Die beiden Unternehmen weisen eindeutig Ähnlichkeiten auf. MC Donalds (NYSE: MCD)ist ein Fast-Food-Riese, während Coca Cola (NYSE: KO)ist ein Getränke-Kraftpaket. Aber beide Outfits richten sich kontinuierlich an die Einzelhandelskonsumenten, um sie zu Stammkunden zu machen. McDonald's-Restaurants bieten ihren Gästen sogar Coca-Cola-Produkte an.

Aber die Ähnlichkeiten dieser beiden Organisationen gehen weit über das hinaus, was man an der Oberfläche sehen kann. Weder Coca-Cola noch McDonald's sind stark an den Geschäften beteiligt, in denen sie anscheinend tätig sind. Vielmehr sind beide Unternehmen große Franchisegeber, die das Recht zum Verkauf ihrer Produkte an Dritte lizenzieren, die ihrerseits Lizenzgebühren an die Muttergesellschaft zahlen.
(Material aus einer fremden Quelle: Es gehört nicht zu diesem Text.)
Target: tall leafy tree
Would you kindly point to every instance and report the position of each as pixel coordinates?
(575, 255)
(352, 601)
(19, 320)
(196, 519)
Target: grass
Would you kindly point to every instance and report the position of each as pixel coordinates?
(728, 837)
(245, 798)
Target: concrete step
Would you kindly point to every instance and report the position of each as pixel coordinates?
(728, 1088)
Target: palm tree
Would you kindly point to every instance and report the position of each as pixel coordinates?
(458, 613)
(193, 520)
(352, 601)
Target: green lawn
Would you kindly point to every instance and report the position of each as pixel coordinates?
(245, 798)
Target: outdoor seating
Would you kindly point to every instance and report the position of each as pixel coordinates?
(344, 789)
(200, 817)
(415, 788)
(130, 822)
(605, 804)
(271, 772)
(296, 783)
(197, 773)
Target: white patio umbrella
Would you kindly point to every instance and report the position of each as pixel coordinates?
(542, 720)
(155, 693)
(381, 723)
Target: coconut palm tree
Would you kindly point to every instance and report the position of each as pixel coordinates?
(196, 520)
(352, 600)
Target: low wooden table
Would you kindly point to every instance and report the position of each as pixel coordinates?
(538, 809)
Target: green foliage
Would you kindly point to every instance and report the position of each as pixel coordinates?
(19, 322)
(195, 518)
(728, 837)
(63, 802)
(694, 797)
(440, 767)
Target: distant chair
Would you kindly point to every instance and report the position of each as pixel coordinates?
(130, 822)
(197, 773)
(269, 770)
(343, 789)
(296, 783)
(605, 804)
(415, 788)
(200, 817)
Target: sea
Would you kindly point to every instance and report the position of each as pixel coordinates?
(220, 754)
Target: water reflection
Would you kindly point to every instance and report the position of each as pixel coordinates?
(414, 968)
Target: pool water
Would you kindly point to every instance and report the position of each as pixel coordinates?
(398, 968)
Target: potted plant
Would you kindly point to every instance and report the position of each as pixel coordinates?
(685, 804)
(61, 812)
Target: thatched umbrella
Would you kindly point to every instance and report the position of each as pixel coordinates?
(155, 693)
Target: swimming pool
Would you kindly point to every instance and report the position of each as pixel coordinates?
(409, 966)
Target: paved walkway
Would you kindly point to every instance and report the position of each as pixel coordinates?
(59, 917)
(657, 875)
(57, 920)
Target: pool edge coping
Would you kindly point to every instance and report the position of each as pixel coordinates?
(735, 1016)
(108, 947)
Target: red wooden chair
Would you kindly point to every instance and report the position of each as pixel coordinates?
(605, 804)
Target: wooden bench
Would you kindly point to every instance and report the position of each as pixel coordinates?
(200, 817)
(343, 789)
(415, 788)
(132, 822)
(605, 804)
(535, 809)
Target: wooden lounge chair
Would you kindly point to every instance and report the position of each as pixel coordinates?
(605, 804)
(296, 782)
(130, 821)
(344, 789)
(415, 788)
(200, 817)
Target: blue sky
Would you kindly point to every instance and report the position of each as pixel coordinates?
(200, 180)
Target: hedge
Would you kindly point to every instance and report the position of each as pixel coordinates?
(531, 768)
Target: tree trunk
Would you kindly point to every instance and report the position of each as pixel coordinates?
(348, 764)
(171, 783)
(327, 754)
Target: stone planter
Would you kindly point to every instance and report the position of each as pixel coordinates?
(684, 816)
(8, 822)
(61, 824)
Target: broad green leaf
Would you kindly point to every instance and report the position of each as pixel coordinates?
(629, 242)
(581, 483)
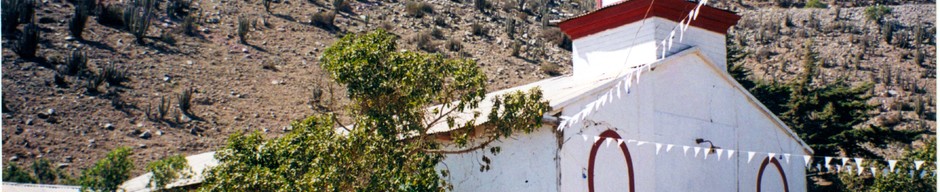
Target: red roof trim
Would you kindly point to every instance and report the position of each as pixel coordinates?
(620, 14)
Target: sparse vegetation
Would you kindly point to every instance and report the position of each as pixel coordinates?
(511, 28)
(550, 69)
(108, 173)
(111, 15)
(137, 18)
(79, 18)
(877, 13)
(167, 170)
(13, 173)
(477, 29)
(481, 5)
(342, 6)
(242, 29)
(189, 25)
(184, 101)
(453, 45)
(16, 12)
(815, 4)
(418, 9)
(28, 42)
(75, 63)
(163, 107)
(177, 8)
(424, 42)
(323, 20)
(112, 74)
Tatsächlich haben sowohl Coca-Cola als auch McDonald's die letzten Jahre damit verbracht, Abfüll- und Restaurantmanagement-Betriebe (bzw.) an Abfüller und Restaurant-Franchisenehmer zurückzuverkaufen. Wie sich herausstellt, lässt sich mit der Lizenzierung populärer Markennamen mehr Gewinn erzielen als mit dem direkten Kontakt mit der Öffentlichkeit.

Ein Daumen hoch und ein Daumen runter.

Bildquelle: Getty Images.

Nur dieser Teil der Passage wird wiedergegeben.